Data and signal authentication schemes are being proposed to address Global Navigation Satellite Systems' (GNSS) vulnerability to spoofing. Due to the low power of their signals, the bandwidth available for authentication in GNSS is scarce. Since delayed-disclosure protocols, e.g., TESLA (timed-efficient stream loss-tolerant authentication), are efficient in terms of bandwidth and robust to signal impairments, they have been proposed and implemented by GNSS. The length of message authentication codes (MACs) and cryptographic keys are two crucial aspects of the protocol design as they have an impact on the utilized bandwidth, and therefore on the protocol performance. We analyze both aspects in detail for GNSS-TESLA and present recommendations for efficient yet safe MAC and key lengths. We further complement this analysis by proposing possible authentication success and failure policies and quantify the reduction of the attack surface resulting from employing them.
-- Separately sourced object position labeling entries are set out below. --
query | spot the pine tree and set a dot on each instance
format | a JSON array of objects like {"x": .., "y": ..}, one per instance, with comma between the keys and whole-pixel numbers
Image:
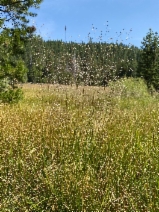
[{"x": 148, "y": 66}]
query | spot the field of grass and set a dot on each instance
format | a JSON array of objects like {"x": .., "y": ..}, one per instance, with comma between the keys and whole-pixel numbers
[{"x": 85, "y": 149}]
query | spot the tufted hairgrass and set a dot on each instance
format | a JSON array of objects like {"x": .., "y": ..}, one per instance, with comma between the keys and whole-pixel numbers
[{"x": 85, "y": 149}]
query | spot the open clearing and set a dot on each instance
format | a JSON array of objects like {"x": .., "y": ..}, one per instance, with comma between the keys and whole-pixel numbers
[{"x": 85, "y": 149}]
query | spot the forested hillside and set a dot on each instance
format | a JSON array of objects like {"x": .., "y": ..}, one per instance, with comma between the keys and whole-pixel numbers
[{"x": 87, "y": 63}]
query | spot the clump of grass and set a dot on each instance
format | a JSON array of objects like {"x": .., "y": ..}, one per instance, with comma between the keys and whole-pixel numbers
[{"x": 79, "y": 150}]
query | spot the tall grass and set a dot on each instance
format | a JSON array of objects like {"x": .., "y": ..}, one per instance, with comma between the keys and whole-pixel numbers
[{"x": 85, "y": 149}]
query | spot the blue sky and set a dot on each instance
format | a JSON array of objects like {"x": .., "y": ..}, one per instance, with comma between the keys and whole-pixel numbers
[{"x": 127, "y": 21}]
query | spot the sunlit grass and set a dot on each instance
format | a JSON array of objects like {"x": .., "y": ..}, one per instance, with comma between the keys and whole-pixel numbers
[{"x": 85, "y": 149}]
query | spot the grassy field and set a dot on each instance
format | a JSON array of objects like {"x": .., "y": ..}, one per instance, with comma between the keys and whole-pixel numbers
[{"x": 85, "y": 149}]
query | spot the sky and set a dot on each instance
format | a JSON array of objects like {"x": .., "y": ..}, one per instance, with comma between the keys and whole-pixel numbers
[{"x": 126, "y": 21}]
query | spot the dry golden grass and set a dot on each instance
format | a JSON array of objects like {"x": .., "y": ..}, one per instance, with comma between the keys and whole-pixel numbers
[{"x": 85, "y": 149}]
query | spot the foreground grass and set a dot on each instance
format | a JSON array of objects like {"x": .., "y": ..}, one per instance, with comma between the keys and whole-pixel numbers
[{"x": 90, "y": 149}]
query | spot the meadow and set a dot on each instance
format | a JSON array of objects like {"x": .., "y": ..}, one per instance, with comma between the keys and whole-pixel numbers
[{"x": 85, "y": 149}]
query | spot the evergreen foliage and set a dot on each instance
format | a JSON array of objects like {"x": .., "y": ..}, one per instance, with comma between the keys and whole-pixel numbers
[
  {"x": 87, "y": 63},
  {"x": 148, "y": 66},
  {"x": 12, "y": 41}
]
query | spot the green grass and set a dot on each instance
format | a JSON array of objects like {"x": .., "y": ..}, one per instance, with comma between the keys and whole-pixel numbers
[{"x": 85, "y": 149}]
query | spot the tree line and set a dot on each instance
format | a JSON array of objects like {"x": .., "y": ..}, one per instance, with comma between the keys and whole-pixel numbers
[
  {"x": 26, "y": 57},
  {"x": 79, "y": 63}
]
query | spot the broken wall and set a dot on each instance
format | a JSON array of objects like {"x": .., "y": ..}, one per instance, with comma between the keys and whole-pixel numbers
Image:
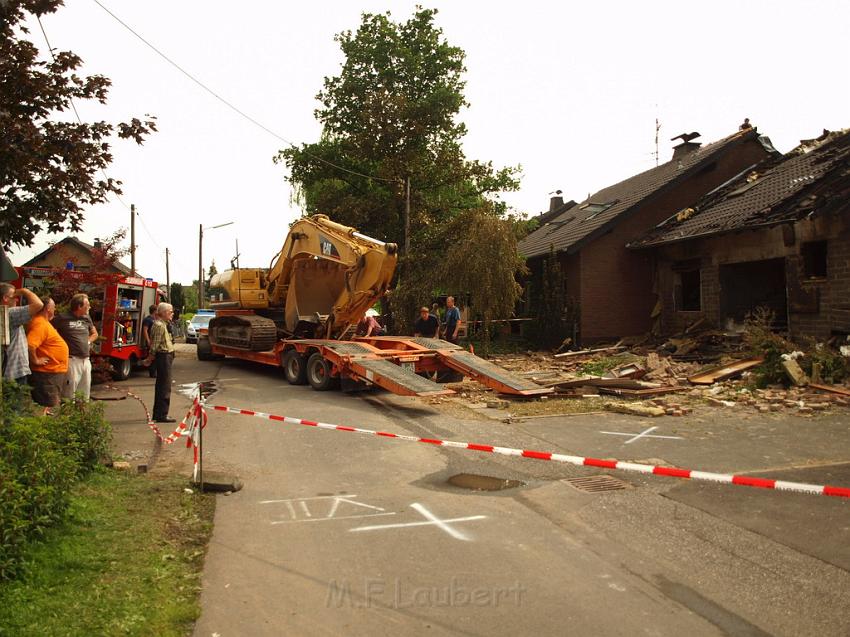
[{"x": 817, "y": 302}]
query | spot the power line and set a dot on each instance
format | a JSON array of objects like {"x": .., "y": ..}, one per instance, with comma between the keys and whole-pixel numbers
[{"x": 232, "y": 106}]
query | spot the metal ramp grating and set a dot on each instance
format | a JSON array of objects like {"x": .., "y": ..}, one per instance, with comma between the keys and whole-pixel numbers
[
  {"x": 434, "y": 343},
  {"x": 487, "y": 370},
  {"x": 376, "y": 370},
  {"x": 343, "y": 347}
]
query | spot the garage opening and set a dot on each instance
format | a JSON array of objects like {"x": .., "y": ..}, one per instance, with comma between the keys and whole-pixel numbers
[{"x": 746, "y": 286}]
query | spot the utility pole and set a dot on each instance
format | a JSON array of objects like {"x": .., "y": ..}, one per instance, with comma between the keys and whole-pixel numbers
[
  {"x": 167, "y": 276},
  {"x": 407, "y": 216},
  {"x": 132, "y": 239},
  {"x": 200, "y": 266}
]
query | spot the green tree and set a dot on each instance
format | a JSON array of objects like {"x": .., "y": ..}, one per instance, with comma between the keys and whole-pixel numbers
[
  {"x": 486, "y": 263},
  {"x": 388, "y": 119},
  {"x": 50, "y": 166},
  {"x": 190, "y": 294},
  {"x": 177, "y": 298}
]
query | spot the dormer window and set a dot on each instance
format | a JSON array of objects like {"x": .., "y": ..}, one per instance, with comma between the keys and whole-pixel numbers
[{"x": 594, "y": 208}]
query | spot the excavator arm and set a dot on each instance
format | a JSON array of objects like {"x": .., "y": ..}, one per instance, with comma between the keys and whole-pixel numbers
[{"x": 324, "y": 278}]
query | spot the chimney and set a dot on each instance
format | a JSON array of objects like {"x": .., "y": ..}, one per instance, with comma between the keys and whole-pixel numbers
[
  {"x": 687, "y": 146},
  {"x": 556, "y": 202}
]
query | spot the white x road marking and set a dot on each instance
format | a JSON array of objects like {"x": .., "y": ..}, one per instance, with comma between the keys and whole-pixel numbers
[
  {"x": 331, "y": 503},
  {"x": 432, "y": 519},
  {"x": 643, "y": 434}
]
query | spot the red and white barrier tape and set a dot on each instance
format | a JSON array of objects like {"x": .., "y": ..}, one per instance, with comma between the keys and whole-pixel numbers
[
  {"x": 195, "y": 418},
  {"x": 673, "y": 472}
]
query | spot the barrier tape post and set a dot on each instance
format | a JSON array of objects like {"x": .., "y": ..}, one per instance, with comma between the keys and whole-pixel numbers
[
  {"x": 199, "y": 418},
  {"x": 190, "y": 427}
]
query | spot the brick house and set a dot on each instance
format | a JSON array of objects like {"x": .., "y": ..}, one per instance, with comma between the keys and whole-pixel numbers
[
  {"x": 777, "y": 236},
  {"x": 74, "y": 250},
  {"x": 610, "y": 287}
]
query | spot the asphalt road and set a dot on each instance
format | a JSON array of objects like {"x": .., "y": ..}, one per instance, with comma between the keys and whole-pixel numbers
[{"x": 340, "y": 533}]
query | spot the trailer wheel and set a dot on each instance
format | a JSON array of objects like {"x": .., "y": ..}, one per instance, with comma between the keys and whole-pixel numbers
[
  {"x": 294, "y": 367},
  {"x": 319, "y": 373},
  {"x": 121, "y": 368}
]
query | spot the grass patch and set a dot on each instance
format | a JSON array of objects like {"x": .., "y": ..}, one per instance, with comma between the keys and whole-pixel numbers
[
  {"x": 555, "y": 406},
  {"x": 126, "y": 562}
]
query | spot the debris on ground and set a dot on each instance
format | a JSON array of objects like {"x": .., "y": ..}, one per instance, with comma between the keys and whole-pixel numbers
[{"x": 701, "y": 368}]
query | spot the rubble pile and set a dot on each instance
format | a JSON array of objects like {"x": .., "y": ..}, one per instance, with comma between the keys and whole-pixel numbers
[{"x": 709, "y": 368}]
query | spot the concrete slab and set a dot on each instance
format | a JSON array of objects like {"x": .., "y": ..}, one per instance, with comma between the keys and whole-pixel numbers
[{"x": 795, "y": 520}]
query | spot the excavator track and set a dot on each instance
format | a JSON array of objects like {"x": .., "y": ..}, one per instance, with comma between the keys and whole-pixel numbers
[{"x": 243, "y": 331}]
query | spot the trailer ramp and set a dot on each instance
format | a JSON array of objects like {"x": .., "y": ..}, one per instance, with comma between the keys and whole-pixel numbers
[
  {"x": 488, "y": 374},
  {"x": 395, "y": 378}
]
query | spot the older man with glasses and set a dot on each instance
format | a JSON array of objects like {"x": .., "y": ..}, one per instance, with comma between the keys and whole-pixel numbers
[{"x": 162, "y": 355}]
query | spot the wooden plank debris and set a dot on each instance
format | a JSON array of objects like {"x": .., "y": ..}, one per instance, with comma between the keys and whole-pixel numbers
[
  {"x": 640, "y": 393},
  {"x": 613, "y": 348},
  {"x": 722, "y": 373},
  {"x": 832, "y": 389},
  {"x": 795, "y": 373}
]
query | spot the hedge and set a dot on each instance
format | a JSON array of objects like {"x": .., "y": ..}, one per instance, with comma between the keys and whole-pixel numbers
[{"x": 41, "y": 457}]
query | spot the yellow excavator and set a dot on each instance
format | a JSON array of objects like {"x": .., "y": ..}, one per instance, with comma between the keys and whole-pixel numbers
[{"x": 318, "y": 286}]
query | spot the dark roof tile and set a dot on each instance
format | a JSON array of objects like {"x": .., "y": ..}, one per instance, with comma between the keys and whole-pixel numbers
[
  {"x": 778, "y": 189},
  {"x": 577, "y": 225}
]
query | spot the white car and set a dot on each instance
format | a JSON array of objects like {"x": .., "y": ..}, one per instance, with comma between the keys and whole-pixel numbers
[{"x": 195, "y": 323}]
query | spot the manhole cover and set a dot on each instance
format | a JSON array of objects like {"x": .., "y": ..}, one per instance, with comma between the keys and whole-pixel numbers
[
  {"x": 595, "y": 484},
  {"x": 483, "y": 483}
]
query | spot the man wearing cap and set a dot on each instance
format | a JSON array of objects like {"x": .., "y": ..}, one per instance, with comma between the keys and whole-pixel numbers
[
  {"x": 48, "y": 357},
  {"x": 15, "y": 357},
  {"x": 426, "y": 325},
  {"x": 368, "y": 325},
  {"x": 78, "y": 330}
]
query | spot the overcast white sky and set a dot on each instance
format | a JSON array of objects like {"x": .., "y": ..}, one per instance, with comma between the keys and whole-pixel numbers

The analysis shows that in some cases it is safe to use MAC and key sizes that are smaller than those proposed in best-practice guidelines. While some of our considerations are general to delayed-disclosure lightweight protocols for data and signal authentication, we particularize them for GNSS-TESLA protocols.

中文翻译：

---

延迟披露 GNSS 认证协议中 MAC 和密钥长度的分析和建议


人们正在提出数据和信号认证方案，以解决全球导航卫星系统 (GNSS) 的欺骗漏洞。由于其信号功率较低，GNSS 中可用于身份验证的带宽非常稀缺。由于延迟披露协议（例如 TESLA（定时高效流丢失容忍认证））在带宽方面高效并且对信号损伤具有鲁棒性，因此它们已由 GNSS 提出并实施。消息认证码 (MAC) 和加密密钥的长度是协议设计的两个关键方面，因为它们会影响所使用的带宽，从而影响协议性能。我们详细分析了 GNSS-TESLA 的两个方面，并提出了高效且安全的 MAC 和密钥长度的建议。我们通过提出可能的身份验证成功和失败策略来进一步补充此分析，并量化由于使用它们而减少的攻击面。分析表明，在某些情况下，使用小于最佳实践指南中建议的 MAC 和密钥大小是安全的。虽然我们的一些考虑是针对数据和信号认证的延迟披露轻量级协议的一般性考虑，但我们将它们专门用于 GNSS-TESLA 协议。